J’ai lu sur le rock bien avant d’en écouter. Je continue aujourd’hui d’ailleurs, je peux passer une semaine entière sans écouter un album alors que j’ai lu ces dernières semaines les écrits de Steve Reich, un bouquin sur l’alternatif français, les mémoires de Johnny Rotten, la biographie de Lester Bangs, une histoire de Suicide et j’en passe.
Pere Ubu, 1975, 30 seconds over Tokyo
Je suis un obsessionnel et ça fait longtemps que ça dure et ça devrait durer encore jusqu’au cancer, jusqu’à la cirrhose, jusqu’à l’insuffisance respiratoire, ça devrait durer encore quelques années. Quand je tombe sur un auteur qui m’accroche, je lis tout ce que je peux trouver. Céline, des romans aux pamphlets sans oublier la correspondance. Selby. Brautigan, Despentes. Damasio, Kafka.
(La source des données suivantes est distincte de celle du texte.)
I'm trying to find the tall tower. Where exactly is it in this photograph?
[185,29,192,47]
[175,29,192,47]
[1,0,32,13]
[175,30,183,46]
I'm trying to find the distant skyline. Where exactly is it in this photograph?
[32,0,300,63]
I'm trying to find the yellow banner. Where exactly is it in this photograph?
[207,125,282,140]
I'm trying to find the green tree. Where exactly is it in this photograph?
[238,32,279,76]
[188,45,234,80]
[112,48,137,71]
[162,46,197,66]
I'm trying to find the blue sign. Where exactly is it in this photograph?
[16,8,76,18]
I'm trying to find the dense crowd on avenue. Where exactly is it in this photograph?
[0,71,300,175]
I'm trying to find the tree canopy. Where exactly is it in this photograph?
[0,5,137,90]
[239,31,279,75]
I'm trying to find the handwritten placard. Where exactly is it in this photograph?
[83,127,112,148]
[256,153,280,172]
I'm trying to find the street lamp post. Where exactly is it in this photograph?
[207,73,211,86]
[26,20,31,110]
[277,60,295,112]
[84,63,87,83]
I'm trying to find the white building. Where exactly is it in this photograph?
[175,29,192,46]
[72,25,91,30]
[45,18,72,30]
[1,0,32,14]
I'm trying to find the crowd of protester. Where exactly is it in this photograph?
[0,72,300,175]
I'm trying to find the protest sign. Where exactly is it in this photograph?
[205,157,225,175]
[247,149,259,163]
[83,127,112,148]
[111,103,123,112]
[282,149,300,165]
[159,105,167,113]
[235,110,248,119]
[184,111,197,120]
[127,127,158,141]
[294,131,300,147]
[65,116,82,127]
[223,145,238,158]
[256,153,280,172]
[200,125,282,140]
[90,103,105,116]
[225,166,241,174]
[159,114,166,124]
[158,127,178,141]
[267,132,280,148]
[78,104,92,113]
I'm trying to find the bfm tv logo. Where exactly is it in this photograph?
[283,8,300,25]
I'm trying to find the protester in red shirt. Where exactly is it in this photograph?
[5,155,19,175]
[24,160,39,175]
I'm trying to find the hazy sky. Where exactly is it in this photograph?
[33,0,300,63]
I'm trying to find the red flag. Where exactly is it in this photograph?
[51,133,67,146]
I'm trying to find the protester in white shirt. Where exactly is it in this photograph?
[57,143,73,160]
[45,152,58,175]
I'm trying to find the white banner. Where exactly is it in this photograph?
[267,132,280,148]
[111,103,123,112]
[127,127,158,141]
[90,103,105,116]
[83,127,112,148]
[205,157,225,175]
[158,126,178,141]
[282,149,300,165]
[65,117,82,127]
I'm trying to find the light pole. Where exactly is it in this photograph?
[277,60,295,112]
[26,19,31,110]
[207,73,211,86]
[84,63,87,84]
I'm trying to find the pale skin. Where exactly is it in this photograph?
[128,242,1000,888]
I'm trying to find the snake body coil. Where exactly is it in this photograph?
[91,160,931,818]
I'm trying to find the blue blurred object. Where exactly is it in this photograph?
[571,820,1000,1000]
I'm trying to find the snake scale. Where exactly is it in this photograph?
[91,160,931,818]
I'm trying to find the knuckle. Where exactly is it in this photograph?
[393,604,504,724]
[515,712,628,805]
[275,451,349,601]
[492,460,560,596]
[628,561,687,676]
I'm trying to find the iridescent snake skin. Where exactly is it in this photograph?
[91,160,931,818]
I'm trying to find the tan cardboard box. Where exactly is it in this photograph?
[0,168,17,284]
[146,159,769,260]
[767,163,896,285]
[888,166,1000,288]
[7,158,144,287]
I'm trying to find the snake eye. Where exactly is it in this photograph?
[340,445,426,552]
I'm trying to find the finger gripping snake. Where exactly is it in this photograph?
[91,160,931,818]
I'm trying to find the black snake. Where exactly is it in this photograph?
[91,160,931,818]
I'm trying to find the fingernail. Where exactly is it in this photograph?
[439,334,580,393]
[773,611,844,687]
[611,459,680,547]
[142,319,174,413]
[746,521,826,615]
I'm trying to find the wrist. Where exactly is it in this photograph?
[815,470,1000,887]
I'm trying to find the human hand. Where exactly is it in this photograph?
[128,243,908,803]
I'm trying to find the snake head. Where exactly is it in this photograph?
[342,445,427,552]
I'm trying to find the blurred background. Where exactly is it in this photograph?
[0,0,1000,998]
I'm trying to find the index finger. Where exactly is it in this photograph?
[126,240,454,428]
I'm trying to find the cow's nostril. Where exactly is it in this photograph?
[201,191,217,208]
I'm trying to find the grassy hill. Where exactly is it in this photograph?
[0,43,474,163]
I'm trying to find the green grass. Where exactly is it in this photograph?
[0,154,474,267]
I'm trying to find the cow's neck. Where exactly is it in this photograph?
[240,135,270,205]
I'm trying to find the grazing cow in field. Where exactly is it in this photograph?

Mais pas les biographies, ce que d’autres ont à raconter de leurs vies ne m’intéressent pas. Quand je tombe sur un éditeur qui me plaît, je lis tout. L’Association en 2002-2003, la Fabrique en 2015, la collection Une heure-lumière chez le Bélial ces temps-ci. Et la musique c’est pareil évidemment.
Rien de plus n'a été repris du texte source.